Andrea Prosperetti in the department of mechanical engineering at the Johns Hopkins University has studied this question in detail. He responds:
"It must first of all be stressed that the 'extremely high temperatures' referred to are, at least for now, speculation. While many researchers would concede temperatures of up to, say, 10,000 kelvins (which is way too low for nuclear fusion), a much smaller number would feel comfortable with temperatures in the millions of degrees range. The computations that indicate such extreme conditions inside a pulsating bubble are based on rather extreme idealizations.
"The most fundamental one is the fact that the bubble remains absolutely spherical during its radial oscillations. On theoretical grounds, there are many reasons to doubt this premise: a collapsing sphere is highly unstable (which is the reason why attempts at producing fusion by causing the implosion of gas-filled micro-balloons with powerful pulses of laser light have so far failed), and liquid jets may develop that span the bubble.
"Furthermore, experiment suggests that the light emitted by a bubble has a weak directional asymmetry, which would be incompatible with perfect sphericity.

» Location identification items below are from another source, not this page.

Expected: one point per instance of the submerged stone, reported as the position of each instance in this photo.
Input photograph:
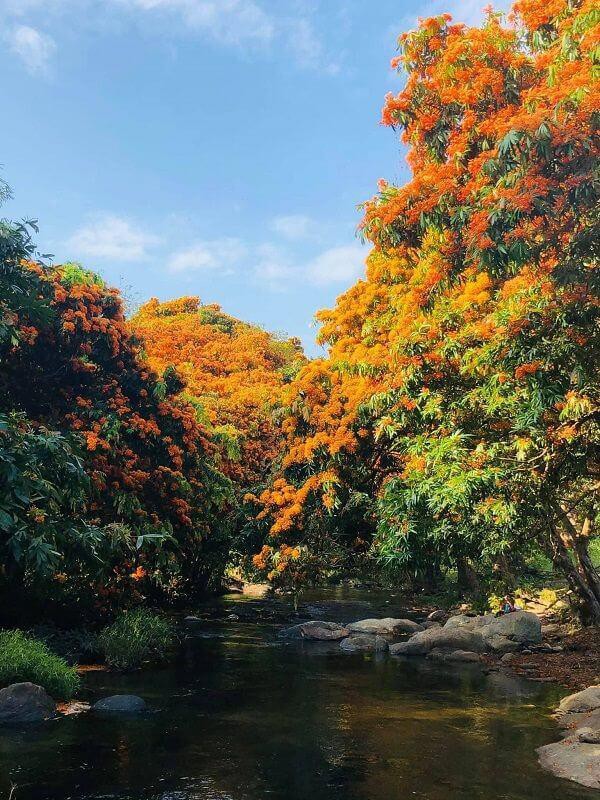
(364, 643)
(24, 703)
(316, 631)
(120, 704)
(389, 626)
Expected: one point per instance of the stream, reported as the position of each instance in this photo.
(243, 715)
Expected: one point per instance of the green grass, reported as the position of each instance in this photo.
(23, 658)
(136, 636)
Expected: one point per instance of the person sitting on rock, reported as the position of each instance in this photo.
(508, 605)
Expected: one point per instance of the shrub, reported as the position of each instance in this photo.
(136, 636)
(23, 658)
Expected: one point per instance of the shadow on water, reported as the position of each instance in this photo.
(244, 716)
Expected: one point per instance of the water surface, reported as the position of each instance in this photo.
(244, 716)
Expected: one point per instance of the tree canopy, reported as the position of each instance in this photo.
(458, 404)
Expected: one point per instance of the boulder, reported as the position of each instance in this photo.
(464, 657)
(573, 759)
(471, 622)
(441, 638)
(577, 756)
(120, 704)
(580, 702)
(521, 627)
(437, 616)
(500, 644)
(316, 631)
(385, 627)
(591, 737)
(364, 643)
(23, 703)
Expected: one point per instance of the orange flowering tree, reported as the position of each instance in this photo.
(233, 373)
(69, 362)
(458, 405)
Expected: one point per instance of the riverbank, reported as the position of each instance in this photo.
(242, 712)
(576, 665)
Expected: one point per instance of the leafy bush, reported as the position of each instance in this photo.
(136, 636)
(23, 658)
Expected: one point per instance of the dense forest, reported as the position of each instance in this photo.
(450, 434)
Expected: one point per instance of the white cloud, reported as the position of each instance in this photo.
(111, 237)
(217, 254)
(229, 21)
(274, 268)
(35, 49)
(293, 226)
(337, 265)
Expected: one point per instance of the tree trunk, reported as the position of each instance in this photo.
(569, 552)
(467, 577)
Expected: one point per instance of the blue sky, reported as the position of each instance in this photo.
(209, 147)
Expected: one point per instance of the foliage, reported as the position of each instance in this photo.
(461, 387)
(136, 636)
(25, 659)
(111, 481)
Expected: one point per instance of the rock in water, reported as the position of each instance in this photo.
(593, 737)
(437, 616)
(316, 631)
(577, 756)
(440, 638)
(521, 627)
(580, 702)
(120, 704)
(364, 643)
(385, 627)
(22, 703)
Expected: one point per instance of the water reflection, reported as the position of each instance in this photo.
(244, 716)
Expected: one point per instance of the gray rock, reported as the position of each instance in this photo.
(465, 621)
(573, 759)
(500, 644)
(577, 756)
(453, 656)
(120, 704)
(441, 638)
(22, 703)
(384, 627)
(521, 627)
(436, 616)
(464, 656)
(364, 643)
(585, 701)
(316, 631)
(590, 737)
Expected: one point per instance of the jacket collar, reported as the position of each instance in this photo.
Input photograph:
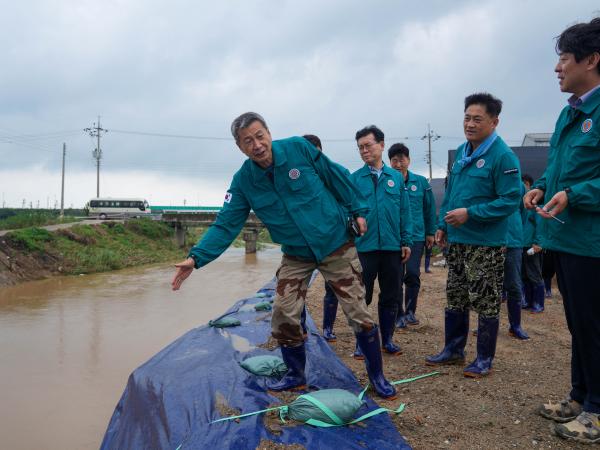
(591, 103)
(365, 170)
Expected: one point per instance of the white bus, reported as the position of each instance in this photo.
(105, 208)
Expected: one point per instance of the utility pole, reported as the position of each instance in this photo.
(62, 187)
(95, 131)
(430, 136)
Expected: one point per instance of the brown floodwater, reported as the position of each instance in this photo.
(68, 344)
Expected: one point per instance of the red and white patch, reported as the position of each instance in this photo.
(586, 126)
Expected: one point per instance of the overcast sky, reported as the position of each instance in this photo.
(153, 70)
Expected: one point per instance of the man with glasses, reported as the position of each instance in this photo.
(303, 198)
(385, 247)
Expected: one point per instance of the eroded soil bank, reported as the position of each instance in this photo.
(454, 412)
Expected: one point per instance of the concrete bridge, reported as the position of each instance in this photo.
(180, 220)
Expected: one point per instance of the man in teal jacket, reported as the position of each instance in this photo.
(422, 211)
(513, 258)
(483, 191)
(303, 198)
(385, 247)
(570, 189)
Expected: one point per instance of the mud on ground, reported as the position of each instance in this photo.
(453, 412)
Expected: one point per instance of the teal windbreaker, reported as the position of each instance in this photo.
(490, 190)
(574, 162)
(514, 235)
(422, 206)
(304, 208)
(389, 221)
(531, 228)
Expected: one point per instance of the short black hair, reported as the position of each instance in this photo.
(314, 140)
(398, 149)
(581, 39)
(493, 105)
(377, 133)
(527, 179)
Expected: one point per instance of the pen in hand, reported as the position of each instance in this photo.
(554, 217)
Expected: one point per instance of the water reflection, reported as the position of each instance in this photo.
(67, 345)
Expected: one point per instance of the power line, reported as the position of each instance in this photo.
(96, 131)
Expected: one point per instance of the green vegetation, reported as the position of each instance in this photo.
(98, 248)
(12, 220)
(108, 246)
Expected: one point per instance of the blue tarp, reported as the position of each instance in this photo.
(170, 400)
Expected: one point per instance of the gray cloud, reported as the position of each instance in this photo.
(329, 68)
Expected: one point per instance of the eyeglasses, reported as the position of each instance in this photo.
(366, 146)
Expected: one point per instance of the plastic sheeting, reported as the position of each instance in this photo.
(170, 400)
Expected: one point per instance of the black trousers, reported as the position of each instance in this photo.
(387, 267)
(577, 282)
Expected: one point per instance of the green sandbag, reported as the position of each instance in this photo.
(265, 365)
(263, 306)
(319, 406)
(225, 322)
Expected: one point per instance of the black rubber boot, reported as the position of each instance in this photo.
(368, 342)
(487, 336)
(513, 306)
(455, 333)
(303, 323)
(294, 379)
(329, 313)
(538, 297)
(387, 325)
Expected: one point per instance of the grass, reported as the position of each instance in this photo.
(33, 219)
(109, 246)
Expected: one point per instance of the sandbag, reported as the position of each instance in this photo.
(331, 406)
(224, 322)
(265, 365)
(263, 306)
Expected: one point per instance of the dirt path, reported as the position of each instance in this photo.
(60, 226)
(454, 412)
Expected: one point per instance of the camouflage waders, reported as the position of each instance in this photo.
(475, 277)
(341, 269)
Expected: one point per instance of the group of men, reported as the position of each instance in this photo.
(357, 227)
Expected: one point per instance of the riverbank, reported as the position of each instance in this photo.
(454, 412)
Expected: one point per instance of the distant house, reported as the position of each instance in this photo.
(537, 140)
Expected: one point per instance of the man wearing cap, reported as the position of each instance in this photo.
(567, 197)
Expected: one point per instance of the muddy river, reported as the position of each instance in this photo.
(67, 345)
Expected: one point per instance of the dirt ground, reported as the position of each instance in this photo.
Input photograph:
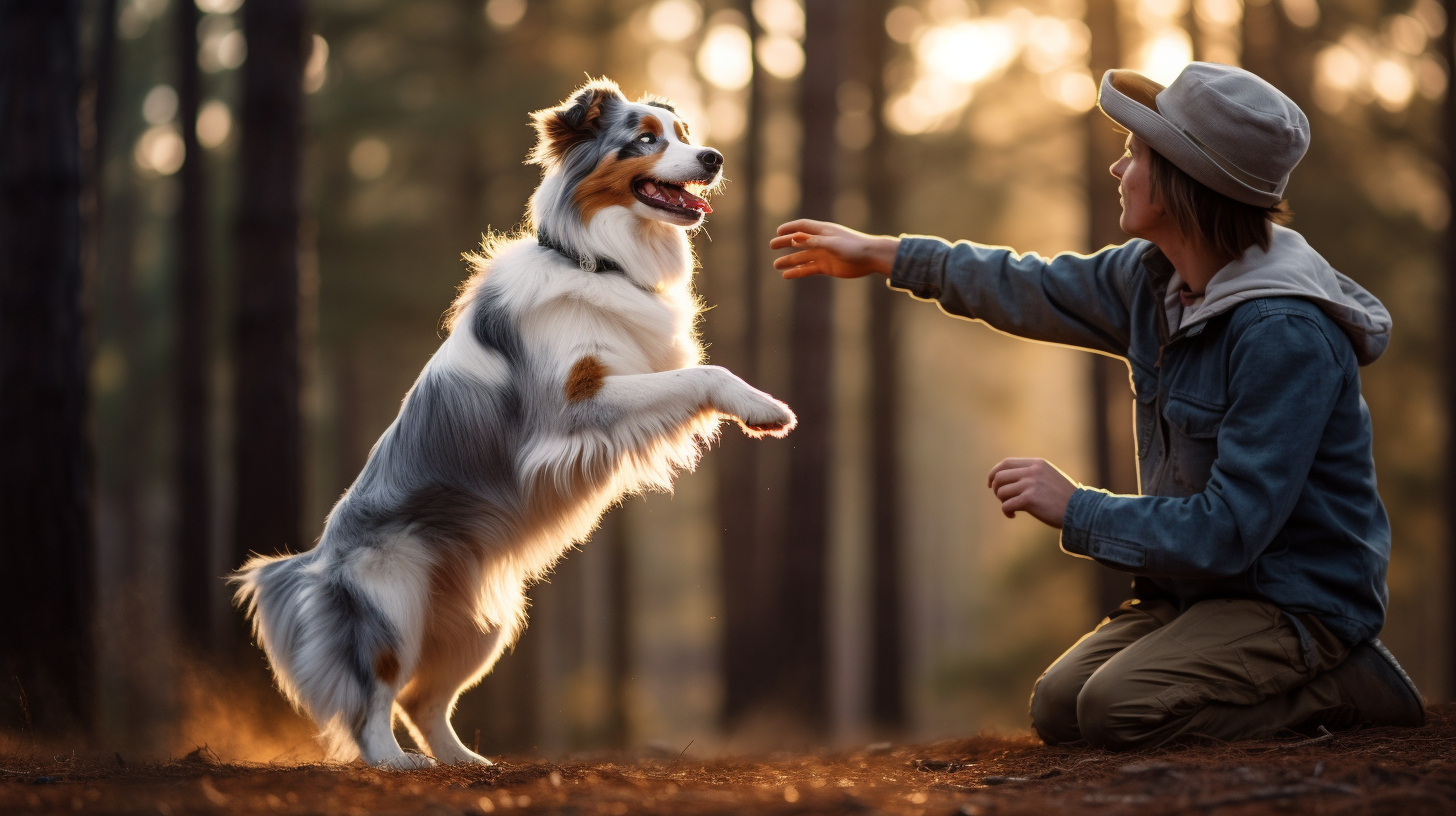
(1367, 771)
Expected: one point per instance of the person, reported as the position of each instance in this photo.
(1258, 547)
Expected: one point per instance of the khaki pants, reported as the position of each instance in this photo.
(1225, 669)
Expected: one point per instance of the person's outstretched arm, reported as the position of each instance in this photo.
(1072, 299)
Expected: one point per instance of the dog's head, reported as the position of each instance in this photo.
(610, 152)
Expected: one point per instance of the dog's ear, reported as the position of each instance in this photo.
(578, 118)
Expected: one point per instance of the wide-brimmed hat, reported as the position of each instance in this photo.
(1222, 126)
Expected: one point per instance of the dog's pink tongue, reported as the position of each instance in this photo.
(693, 203)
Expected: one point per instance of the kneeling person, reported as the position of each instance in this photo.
(1258, 545)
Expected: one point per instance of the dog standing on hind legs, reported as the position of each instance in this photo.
(571, 376)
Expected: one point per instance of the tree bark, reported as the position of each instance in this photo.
(743, 551)
(802, 637)
(191, 468)
(267, 367)
(45, 453)
(887, 703)
(1447, 44)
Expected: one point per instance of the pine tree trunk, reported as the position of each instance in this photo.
(267, 366)
(887, 703)
(45, 458)
(191, 468)
(746, 583)
(1114, 446)
(802, 646)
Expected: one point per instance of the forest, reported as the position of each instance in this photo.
(229, 232)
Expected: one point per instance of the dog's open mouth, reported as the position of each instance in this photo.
(677, 198)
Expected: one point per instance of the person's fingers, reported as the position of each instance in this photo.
(1015, 503)
(800, 225)
(1008, 475)
(1005, 465)
(804, 270)
(784, 263)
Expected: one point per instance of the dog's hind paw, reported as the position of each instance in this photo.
(408, 762)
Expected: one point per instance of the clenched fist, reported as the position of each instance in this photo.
(1034, 485)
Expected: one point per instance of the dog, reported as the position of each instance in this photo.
(571, 376)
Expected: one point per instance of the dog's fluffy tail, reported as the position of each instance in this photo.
(328, 644)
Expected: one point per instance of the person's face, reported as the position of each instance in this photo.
(1142, 216)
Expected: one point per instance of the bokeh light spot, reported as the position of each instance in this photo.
(781, 56)
(369, 159)
(160, 105)
(781, 18)
(214, 123)
(725, 57)
(318, 67)
(504, 15)
(903, 22)
(160, 150)
(674, 21)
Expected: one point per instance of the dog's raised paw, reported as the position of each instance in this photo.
(408, 762)
(772, 418)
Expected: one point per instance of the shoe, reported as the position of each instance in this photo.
(1381, 692)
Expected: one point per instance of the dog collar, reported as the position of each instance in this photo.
(587, 263)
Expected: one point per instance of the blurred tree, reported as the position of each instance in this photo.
(268, 424)
(192, 465)
(802, 627)
(746, 551)
(45, 458)
(1447, 131)
(887, 672)
(1114, 448)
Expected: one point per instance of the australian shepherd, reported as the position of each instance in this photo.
(571, 376)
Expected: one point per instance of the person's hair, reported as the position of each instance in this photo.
(1209, 217)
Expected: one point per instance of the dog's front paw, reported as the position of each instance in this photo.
(408, 762)
(768, 417)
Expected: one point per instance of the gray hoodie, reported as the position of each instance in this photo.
(1252, 439)
(1290, 268)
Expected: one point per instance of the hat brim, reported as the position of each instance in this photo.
(1121, 101)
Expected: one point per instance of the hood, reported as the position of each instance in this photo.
(1292, 268)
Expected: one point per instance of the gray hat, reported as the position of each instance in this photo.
(1222, 126)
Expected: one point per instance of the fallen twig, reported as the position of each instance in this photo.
(1324, 736)
(1279, 791)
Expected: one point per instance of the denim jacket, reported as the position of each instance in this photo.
(1252, 439)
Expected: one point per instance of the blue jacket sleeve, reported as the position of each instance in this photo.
(1078, 300)
(1283, 382)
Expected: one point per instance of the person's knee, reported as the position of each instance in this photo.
(1108, 719)
(1054, 705)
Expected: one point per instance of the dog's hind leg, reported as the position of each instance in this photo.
(447, 666)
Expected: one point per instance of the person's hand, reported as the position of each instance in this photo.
(1034, 485)
(832, 249)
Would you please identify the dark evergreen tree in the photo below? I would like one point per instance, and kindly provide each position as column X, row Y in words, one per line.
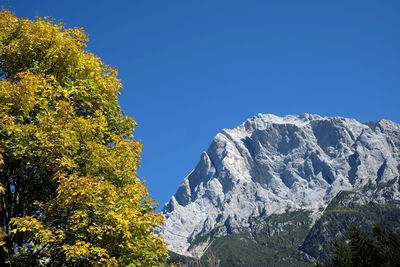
column 380, row 249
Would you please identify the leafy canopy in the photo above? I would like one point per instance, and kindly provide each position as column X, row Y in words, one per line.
column 69, row 193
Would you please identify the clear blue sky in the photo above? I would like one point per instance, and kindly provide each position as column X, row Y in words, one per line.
column 192, row 68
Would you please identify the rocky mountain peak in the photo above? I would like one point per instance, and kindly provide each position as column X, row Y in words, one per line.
column 270, row 165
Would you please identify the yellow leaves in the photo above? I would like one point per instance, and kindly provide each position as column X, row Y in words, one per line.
column 2, row 242
column 61, row 125
column 80, row 248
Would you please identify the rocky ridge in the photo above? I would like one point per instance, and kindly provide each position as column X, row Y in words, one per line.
column 272, row 165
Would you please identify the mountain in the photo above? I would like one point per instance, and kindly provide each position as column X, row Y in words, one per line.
column 275, row 178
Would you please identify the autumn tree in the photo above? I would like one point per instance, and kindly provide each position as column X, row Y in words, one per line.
column 69, row 194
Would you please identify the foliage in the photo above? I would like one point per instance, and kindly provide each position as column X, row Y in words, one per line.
column 343, row 211
column 69, row 193
column 380, row 249
column 268, row 241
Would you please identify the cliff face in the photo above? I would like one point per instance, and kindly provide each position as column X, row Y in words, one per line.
column 272, row 165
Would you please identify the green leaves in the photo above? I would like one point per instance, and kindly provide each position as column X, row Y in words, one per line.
column 68, row 159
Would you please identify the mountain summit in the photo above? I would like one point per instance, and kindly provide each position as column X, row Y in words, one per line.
column 275, row 165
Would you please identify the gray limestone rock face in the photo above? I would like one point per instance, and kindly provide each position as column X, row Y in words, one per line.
column 270, row 165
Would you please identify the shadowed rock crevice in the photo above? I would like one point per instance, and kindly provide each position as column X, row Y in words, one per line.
column 272, row 165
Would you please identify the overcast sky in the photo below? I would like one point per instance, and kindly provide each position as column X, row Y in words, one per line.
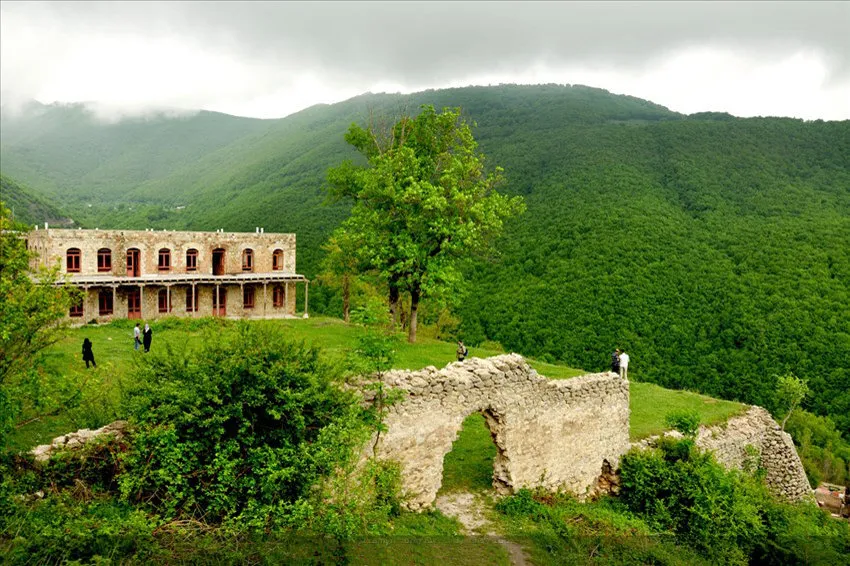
column 269, row 59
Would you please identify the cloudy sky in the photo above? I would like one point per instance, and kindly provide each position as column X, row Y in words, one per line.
column 269, row 59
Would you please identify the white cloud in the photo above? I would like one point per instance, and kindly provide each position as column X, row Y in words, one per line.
column 270, row 59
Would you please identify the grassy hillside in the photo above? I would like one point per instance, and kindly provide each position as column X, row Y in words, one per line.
column 113, row 348
column 713, row 249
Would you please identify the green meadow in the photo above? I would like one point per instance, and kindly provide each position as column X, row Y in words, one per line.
column 98, row 395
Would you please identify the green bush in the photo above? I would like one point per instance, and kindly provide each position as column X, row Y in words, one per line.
column 685, row 421
column 727, row 516
column 239, row 431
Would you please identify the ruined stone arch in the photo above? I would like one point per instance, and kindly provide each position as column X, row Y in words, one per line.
column 551, row 433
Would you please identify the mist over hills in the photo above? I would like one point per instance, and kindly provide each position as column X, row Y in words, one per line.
column 714, row 249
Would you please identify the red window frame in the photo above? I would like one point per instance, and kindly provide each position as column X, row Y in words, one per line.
column 248, row 260
column 104, row 260
column 164, row 263
column 191, row 300
column 72, row 260
column 76, row 310
column 164, row 300
column 278, row 296
column 248, row 297
column 105, row 305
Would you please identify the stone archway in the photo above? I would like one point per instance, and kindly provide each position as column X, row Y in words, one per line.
column 550, row 433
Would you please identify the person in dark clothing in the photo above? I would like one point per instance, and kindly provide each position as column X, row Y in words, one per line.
column 147, row 336
column 615, row 361
column 88, row 355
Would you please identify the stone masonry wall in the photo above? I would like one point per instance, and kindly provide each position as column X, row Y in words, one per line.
column 550, row 433
column 52, row 244
column 756, row 428
column 755, row 431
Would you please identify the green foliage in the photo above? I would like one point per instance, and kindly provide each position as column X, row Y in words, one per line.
column 823, row 451
column 727, row 516
column 423, row 202
column 557, row 529
column 28, row 208
column 686, row 421
column 713, row 247
column 239, row 431
column 32, row 310
column 790, row 392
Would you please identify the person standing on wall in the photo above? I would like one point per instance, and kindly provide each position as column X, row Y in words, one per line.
column 88, row 355
column 462, row 351
column 148, row 336
column 624, row 365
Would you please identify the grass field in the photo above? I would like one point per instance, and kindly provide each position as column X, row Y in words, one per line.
column 116, row 358
column 429, row 538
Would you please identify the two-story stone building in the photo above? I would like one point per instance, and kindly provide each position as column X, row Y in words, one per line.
column 150, row 274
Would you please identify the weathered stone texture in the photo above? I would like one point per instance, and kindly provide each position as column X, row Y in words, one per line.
column 77, row 440
column 52, row 247
column 550, row 433
column 756, row 431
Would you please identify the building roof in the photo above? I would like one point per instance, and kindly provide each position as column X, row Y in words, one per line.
column 181, row 278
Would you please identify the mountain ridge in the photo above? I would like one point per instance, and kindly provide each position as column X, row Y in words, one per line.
column 711, row 247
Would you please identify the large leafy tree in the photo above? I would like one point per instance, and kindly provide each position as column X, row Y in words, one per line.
column 423, row 201
column 32, row 309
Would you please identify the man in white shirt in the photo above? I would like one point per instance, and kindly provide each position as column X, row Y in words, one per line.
column 624, row 365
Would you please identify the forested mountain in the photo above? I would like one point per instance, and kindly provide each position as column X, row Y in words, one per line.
column 67, row 152
column 715, row 250
column 29, row 208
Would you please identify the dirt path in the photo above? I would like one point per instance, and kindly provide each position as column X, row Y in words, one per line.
column 471, row 510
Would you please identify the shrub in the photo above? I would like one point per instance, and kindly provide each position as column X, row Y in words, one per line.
column 239, row 431
column 685, row 421
column 727, row 516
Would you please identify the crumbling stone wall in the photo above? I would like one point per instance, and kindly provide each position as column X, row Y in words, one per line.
column 550, row 433
column 774, row 448
column 751, row 439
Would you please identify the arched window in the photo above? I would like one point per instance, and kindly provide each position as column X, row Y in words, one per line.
column 104, row 259
column 248, row 260
column 76, row 308
column 278, row 296
column 191, row 299
column 164, row 299
column 218, row 261
column 164, row 260
column 191, row 259
column 248, row 297
column 72, row 262
column 104, row 302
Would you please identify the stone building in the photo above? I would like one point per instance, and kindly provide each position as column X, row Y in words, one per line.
column 150, row 274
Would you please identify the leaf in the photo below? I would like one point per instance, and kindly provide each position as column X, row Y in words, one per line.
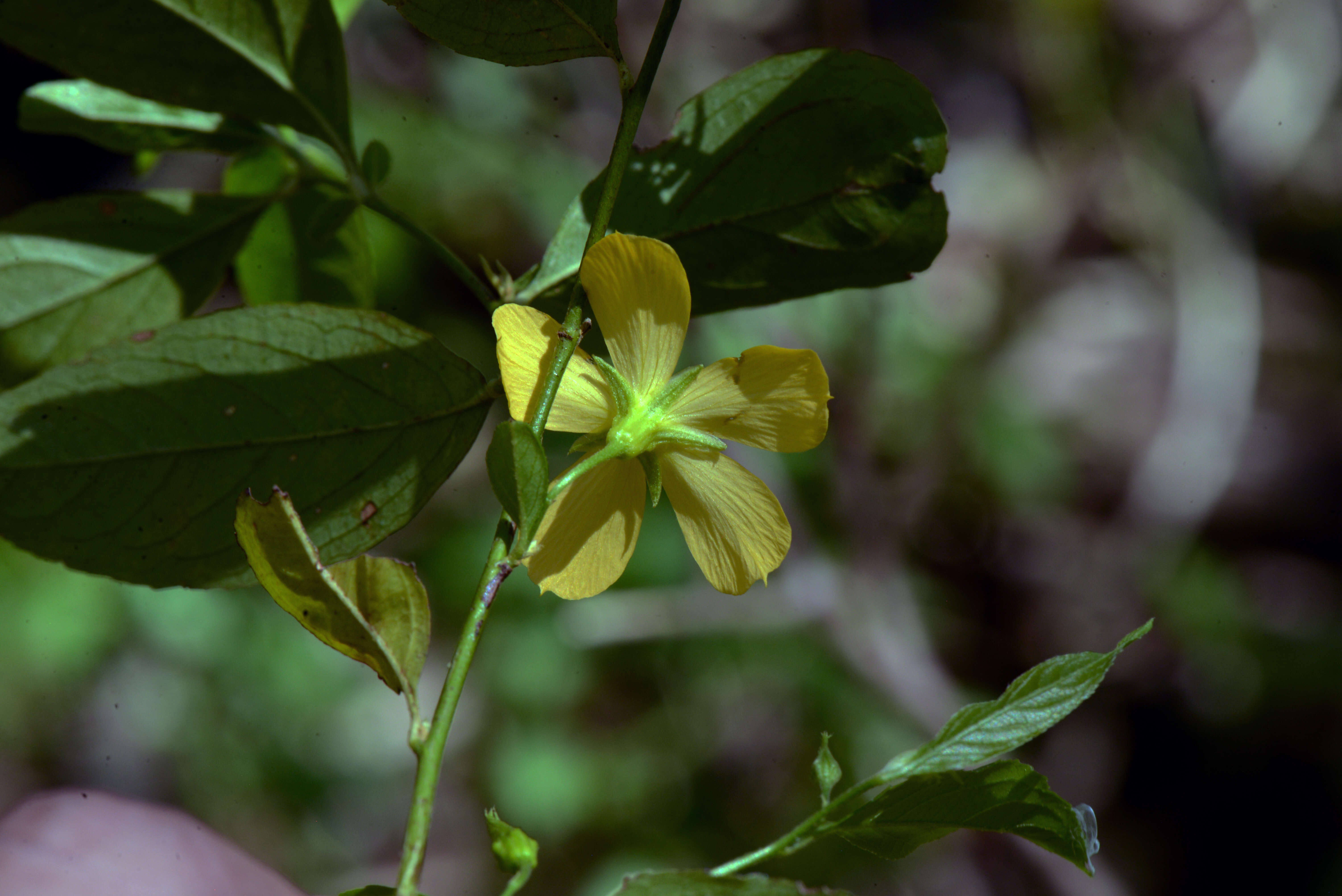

Hence, while it is not absolutely possible to rule out the occurrence of nuclear reactions inside a pulsating bubble on the basis of the present knowledge, the actual occurrence of such reactions is, to say the least, doubtful."
The Johns Hopkins University has also provided this official statement on Dr. Prosperetti's work:
Sonoluminescence, the puzzling glow emitted by a bubble in a field of high-pitched sound waves, may be caused by a tiny jet of liquid that shoots across the interior of the bubble at supersonic speed and slams into the opposite side, a Johns Hopkins researcher has proposed. At the point where this powerful jet strikes the bubble wall, it "fractures" the liquid, releasing energy in the form of light, says Andrea Prosperetti, an internationally respected expert on the mechanical properties of bubbles.
Prosperetti's theory appears in the April 1997 issue of the Journal of the Acoustical Society of America. His paper offers an alternative to the widely held view that the bubble glows because of shock waves that concentrate energy in its center as it shrinks.
His theory also deflates the hope among some researchers that sonoluminescence generates enough pressure and heat to produce nuclear fusion, a potential source of cheap, clean energy. Some scientists have speculated that bubble temperatures during sonoluminescence exceed 2 million degrees Fahrenheit, near the levels needed for fusion. This idea became a key plot point in the motion picture "Chain Reaction," starring Keanu Reeves. But if Prosperetti's theory holds true, the heat inside the bubbles would peak at about 10,000 degrees F, the level found at the sun's surface. "It's enough to explain the chemical activity, but it's far below the amount needed to produce nuclear fusion," says Prosperetti, who is the Charles A. Miller, Jr. Distinguished Professor of Mechanical Engineering at Hopkins.
Sonoluminescence was discovered in 1934 by two German physicists who immersed powerful ultrasound generators in a vessel of water, creating a cloud of tiny bubbles that gave off a glow. Scientists were intrigued but found it was too difficult to study in detail the unwieldy mass of short-lived bubbles. In 1989, however, Lawrence Crum, then a professor at the University of Mississippi, and his graduate student, Felipe Gaitan, were able to induce sonoluminescence in a single bubble trapped within a sound field inside a cylinder of water.